Yesterday the nestling stood in the safety of its woven basket and looked to the world as though it was something foreign and too far away for any effort it might make.
And this morning, it was still there, standing on the edge of its nest, while the parents called — as they did yesterday — insistently from trees not too far from the house. It’ll fly today, I said, knowing that it was thirteen days old.
Ten minutes later, we were drinking coffee in the kitchen, when we saw a clumsy bird kind of careening by the big windows. And of course the nest was empty. All day it’s been fluttering around, with the parents scolding and encouraging — well, I have to imagine this is what they’re doing. At one point, Angie saw it on the driveway, pecking at something on the ground. Going over, she found a tiny snake, dead, and who knows whether the parents brought it for their gangly offspring or whether said offspring caught it on its own.
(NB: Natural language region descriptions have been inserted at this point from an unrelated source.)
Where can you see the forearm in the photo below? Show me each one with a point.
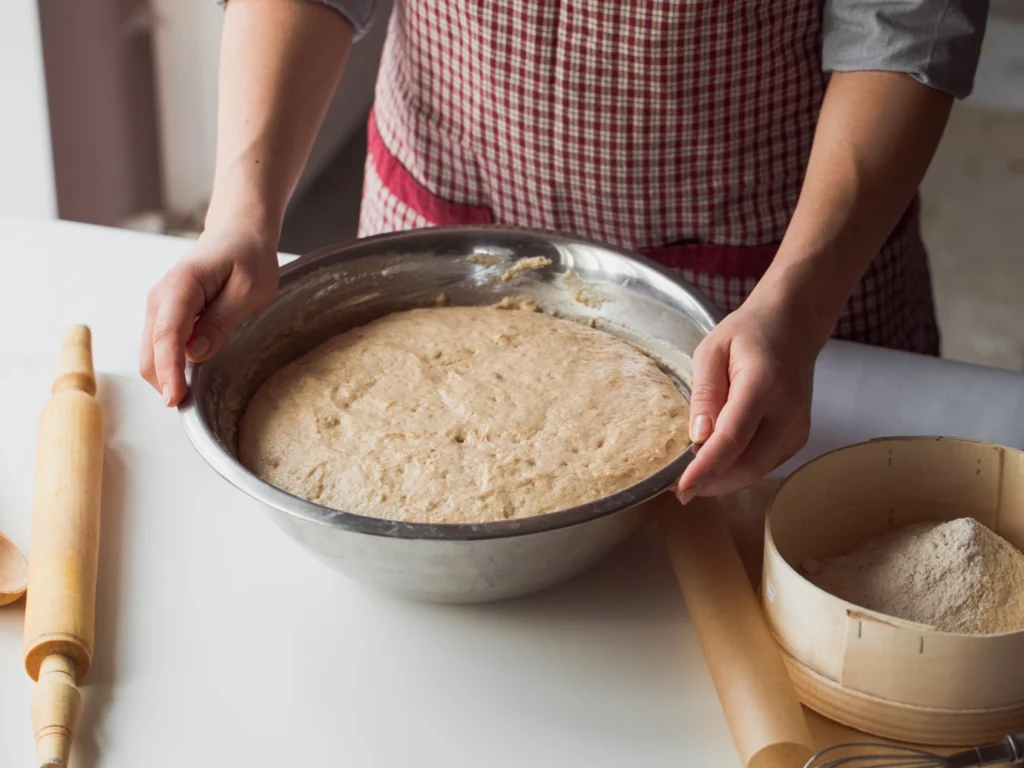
(875, 139)
(280, 65)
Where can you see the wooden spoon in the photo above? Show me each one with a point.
(13, 571)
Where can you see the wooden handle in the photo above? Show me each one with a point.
(64, 549)
(765, 718)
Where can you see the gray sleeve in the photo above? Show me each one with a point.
(358, 12)
(937, 42)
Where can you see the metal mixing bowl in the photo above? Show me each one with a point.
(339, 288)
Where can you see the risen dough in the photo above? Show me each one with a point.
(464, 415)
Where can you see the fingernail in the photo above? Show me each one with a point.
(199, 346)
(701, 429)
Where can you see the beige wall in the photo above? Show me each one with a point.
(27, 186)
(99, 84)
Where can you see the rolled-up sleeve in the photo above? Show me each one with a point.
(937, 42)
(358, 12)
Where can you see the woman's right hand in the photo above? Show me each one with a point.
(227, 275)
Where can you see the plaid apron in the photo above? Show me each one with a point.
(680, 130)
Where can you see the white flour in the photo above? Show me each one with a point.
(956, 577)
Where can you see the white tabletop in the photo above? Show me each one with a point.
(221, 643)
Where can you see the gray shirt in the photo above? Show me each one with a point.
(937, 42)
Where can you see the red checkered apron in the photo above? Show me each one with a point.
(680, 130)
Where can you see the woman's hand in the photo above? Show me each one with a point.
(230, 273)
(751, 401)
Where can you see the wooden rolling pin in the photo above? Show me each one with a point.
(64, 549)
(766, 720)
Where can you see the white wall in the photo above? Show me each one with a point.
(186, 43)
(27, 186)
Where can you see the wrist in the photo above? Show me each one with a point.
(240, 214)
(805, 296)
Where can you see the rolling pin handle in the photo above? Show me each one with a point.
(75, 368)
(56, 702)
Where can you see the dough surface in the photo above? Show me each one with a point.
(464, 415)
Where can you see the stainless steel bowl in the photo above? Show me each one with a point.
(339, 288)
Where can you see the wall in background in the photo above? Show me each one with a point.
(98, 62)
(187, 40)
(27, 185)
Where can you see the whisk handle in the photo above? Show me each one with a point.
(1009, 751)
(1015, 741)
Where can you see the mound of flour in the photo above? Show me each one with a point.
(956, 577)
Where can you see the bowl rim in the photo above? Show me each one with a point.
(229, 468)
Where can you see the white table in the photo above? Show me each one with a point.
(221, 643)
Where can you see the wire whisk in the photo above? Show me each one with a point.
(1008, 752)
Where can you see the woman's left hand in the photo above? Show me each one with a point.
(751, 400)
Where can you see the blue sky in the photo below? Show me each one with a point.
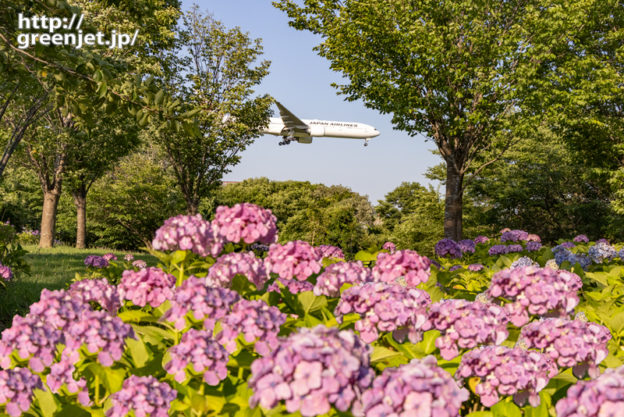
(301, 81)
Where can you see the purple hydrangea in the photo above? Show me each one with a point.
(5, 272)
(405, 267)
(311, 370)
(16, 390)
(206, 303)
(581, 239)
(151, 286)
(198, 352)
(96, 261)
(507, 371)
(336, 275)
(467, 245)
(533, 290)
(257, 321)
(570, 343)
(246, 222)
(329, 251)
(385, 308)
(296, 259)
(465, 324)
(514, 236)
(188, 233)
(600, 397)
(448, 247)
(419, 388)
(228, 266)
(99, 291)
(144, 395)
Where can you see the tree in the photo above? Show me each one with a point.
(213, 72)
(461, 72)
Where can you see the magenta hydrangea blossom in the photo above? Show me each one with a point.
(188, 233)
(404, 266)
(5, 272)
(336, 275)
(200, 352)
(151, 286)
(246, 222)
(257, 321)
(537, 291)
(385, 308)
(311, 370)
(571, 343)
(465, 324)
(600, 397)
(228, 266)
(507, 371)
(144, 395)
(99, 291)
(16, 390)
(204, 302)
(96, 261)
(329, 251)
(419, 388)
(448, 247)
(297, 259)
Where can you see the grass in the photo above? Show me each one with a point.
(53, 269)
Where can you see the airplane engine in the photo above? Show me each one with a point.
(316, 130)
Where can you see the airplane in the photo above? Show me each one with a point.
(291, 128)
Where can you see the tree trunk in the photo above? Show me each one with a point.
(80, 201)
(453, 203)
(48, 218)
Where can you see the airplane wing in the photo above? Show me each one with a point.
(291, 121)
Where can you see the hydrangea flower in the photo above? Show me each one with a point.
(581, 239)
(96, 261)
(296, 259)
(144, 395)
(336, 275)
(228, 266)
(206, 303)
(448, 247)
(16, 390)
(389, 246)
(311, 370)
(600, 397)
(329, 251)
(419, 388)
(246, 222)
(514, 236)
(385, 308)
(465, 324)
(507, 371)
(188, 233)
(5, 272)
(204, 355)
(404, 266)
(151, 286)
(570, 343)
(257, 321)
(537, 291)
(99, 291)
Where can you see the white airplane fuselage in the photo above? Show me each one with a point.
(322, 128)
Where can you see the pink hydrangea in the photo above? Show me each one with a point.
(385, 308)
(404, 266)
(507, 371)
(228, 266)
(246, 222)
(465, 324)
(188, 233)
(296, 259)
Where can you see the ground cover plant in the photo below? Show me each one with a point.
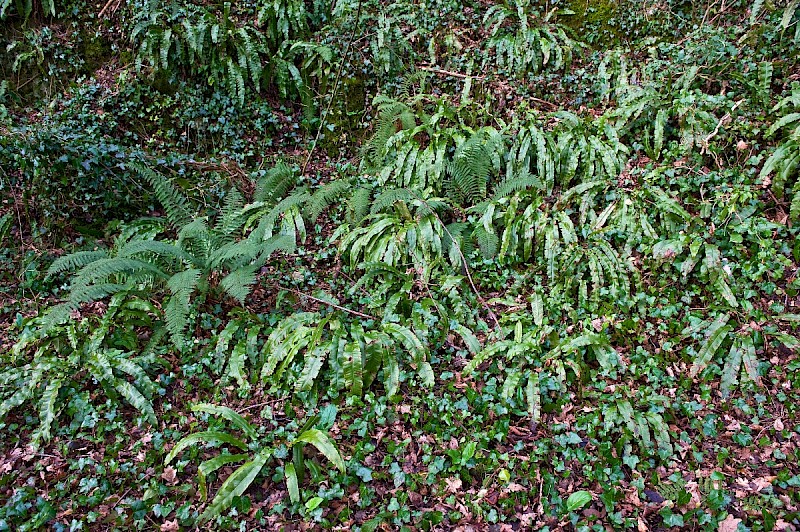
(363, 265)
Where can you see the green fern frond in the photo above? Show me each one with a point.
(75, 260)
(174, 202)
(325, 196)
(277, 182)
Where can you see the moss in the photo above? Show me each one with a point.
(95, 50)
(597, 18)
(345, 115)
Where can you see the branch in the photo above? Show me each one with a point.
(334, 305)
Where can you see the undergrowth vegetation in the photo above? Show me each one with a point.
(399, 265)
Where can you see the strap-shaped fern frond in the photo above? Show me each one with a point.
(174, 202)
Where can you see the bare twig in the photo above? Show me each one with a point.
(463, 262)
(334, 305)
(335, 87)
(443, 72)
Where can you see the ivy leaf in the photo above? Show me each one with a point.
(578, 500)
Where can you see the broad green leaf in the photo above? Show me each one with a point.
(578, 500)
(291, 483)
(717, 332)
(235, 485)
(211, 465)
(230, 415)
(731, 368)
(320, 440)
(204, 437)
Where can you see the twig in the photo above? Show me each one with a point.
(334, 305)
(105, 7)
(725, 119)
(463, 261)
(335, 87)
(443, 72)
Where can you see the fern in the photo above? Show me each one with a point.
(354, 357)
(186, 266)
(529, 46)
(325, 196)
(785, 160)
(736, 345)
(258, 453)
(66, 358)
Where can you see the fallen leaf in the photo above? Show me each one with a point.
(170, 476)
(730, 524)
(169, 526)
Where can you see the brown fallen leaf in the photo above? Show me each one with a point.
(729, 524)
(170, 476)
(170, 526)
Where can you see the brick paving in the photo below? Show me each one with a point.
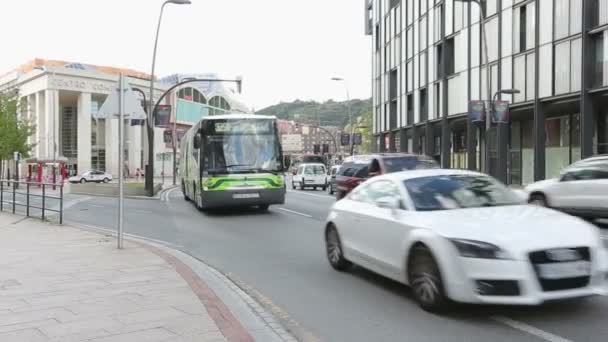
(63, 284)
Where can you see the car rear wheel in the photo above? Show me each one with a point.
(425, 280)
(538, 199)
(333, 248)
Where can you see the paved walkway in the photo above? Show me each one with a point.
(64, 284)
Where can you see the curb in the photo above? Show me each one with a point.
(238, 316)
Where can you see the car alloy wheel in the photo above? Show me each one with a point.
(425, 280)
(334, 250)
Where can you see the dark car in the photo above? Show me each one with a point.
(357, 169)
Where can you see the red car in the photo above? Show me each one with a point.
(357, 169)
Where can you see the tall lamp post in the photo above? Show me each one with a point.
(482, 12)
(150, 169)
(350, 116)
(502, 139)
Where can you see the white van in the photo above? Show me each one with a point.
(311, 175)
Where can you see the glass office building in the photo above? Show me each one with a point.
(429, 62)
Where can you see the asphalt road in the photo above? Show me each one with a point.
(279, 258)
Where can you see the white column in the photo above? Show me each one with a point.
(84, 132)
(50, 120)
(112, 146)
(40, 126)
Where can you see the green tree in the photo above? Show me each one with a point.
(14, 132)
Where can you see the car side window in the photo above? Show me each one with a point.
(382, 189)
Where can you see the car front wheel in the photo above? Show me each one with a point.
(333, 248)
(425, 280)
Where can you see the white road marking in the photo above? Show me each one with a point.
(168, 194)
(547, 336)
(113, 233)
(294, 212)
(313, 195)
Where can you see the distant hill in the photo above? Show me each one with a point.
(329, 113)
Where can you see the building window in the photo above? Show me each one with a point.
(599, 62)
(423, 105)
(393, 115)
(523, 28)
(568, 18)
(600, 12)
(393, 82)
(449, 56)
(410, 109)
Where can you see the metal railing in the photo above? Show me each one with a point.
(32, 197)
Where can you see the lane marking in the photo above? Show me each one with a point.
(328, 197)
(113, 233)
(295, 212)
(168, 195)
(547, 336)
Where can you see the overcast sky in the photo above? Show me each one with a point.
(284, 49)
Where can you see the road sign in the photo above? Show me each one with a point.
(132, 105)
(345, 139)
(500, 114)
(477, 111)
(167, 136)
(162, 116)
(291, 142)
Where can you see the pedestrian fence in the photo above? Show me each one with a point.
(32, 199)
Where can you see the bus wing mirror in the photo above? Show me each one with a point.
(197, 141)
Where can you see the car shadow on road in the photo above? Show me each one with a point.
(238, 211)
(476, 312)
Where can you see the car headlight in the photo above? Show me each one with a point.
(479, 249)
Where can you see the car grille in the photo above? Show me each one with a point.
(541, 257)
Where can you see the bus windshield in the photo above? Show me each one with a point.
(241, 146)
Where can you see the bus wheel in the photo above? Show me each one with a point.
(186, 198)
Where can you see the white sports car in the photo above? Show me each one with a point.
(463, 236)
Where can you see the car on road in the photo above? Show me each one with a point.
(581, 189)
(357, 169)
(332, 173)
(310, 175)
(456, 235)
(92, 176)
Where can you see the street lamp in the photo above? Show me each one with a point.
(482, 12)
(150, 172)
(350, 116)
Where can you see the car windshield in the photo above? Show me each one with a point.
(315, 169)
(397, 164)
(447, 192)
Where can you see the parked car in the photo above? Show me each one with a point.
(357, 169)
(581, 189)
(456, 235)
(332, 173)
(313, 175)
(91, 176)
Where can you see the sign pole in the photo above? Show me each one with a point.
(121, 105)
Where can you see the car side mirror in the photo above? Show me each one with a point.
(388, 203)
(197, 141)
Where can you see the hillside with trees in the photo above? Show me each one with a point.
(330, 113)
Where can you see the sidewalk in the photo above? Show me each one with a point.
(59, 283)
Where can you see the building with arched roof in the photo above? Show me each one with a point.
(62, 98)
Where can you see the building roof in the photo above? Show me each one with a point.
(38, 62)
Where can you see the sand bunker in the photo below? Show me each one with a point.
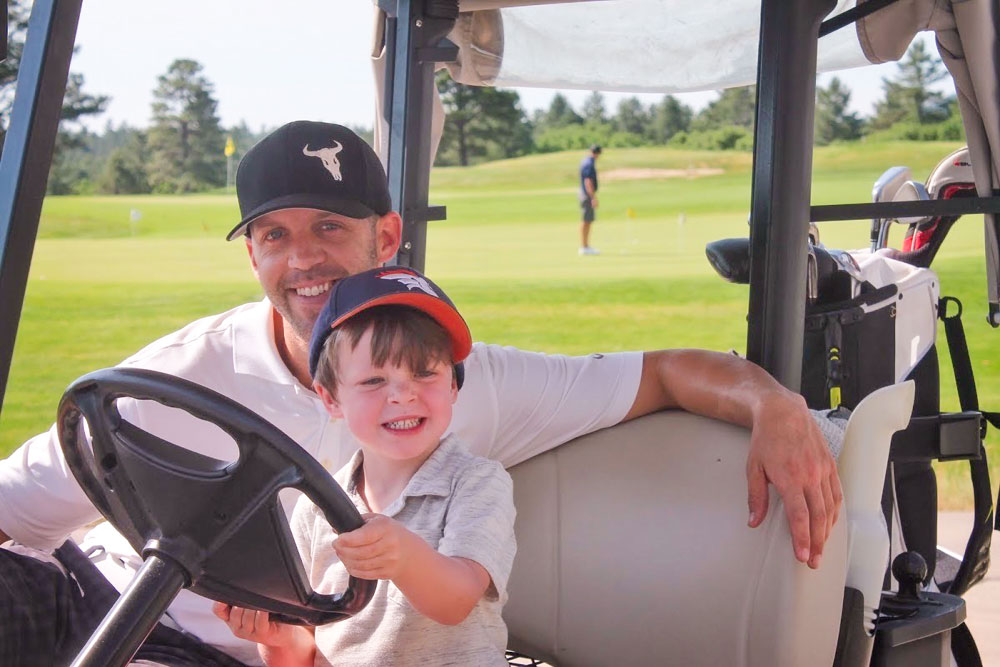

At my desk, I reached for poetry. Stanley Kunitz. There is so much of the world in his work — gardens, the textures of summer, the small and large deaths, and the rich language of the human heart. The book opened, not surprisingly as I’ve read it so many times, at my favourite Kunitz poem, “The Layers”:
Oh, I have made myself a tribe
out of my true affections,
and my tribe is scattered!
How shall the heart be reconciled
to its feasts of losses?
In the meantime, Brendan is here for two nights and I listen to him and his sister laugh in another part of the house while I sit and think about a single surviving nestling and how it hovered in our lives for the past two weeks. Our table is set for dinner guests, our roses finally deadheaded — we hadn’t wanted to do it for fear of disturbing the small family living in their tangle — and summer accumulates in every hour of sunlight.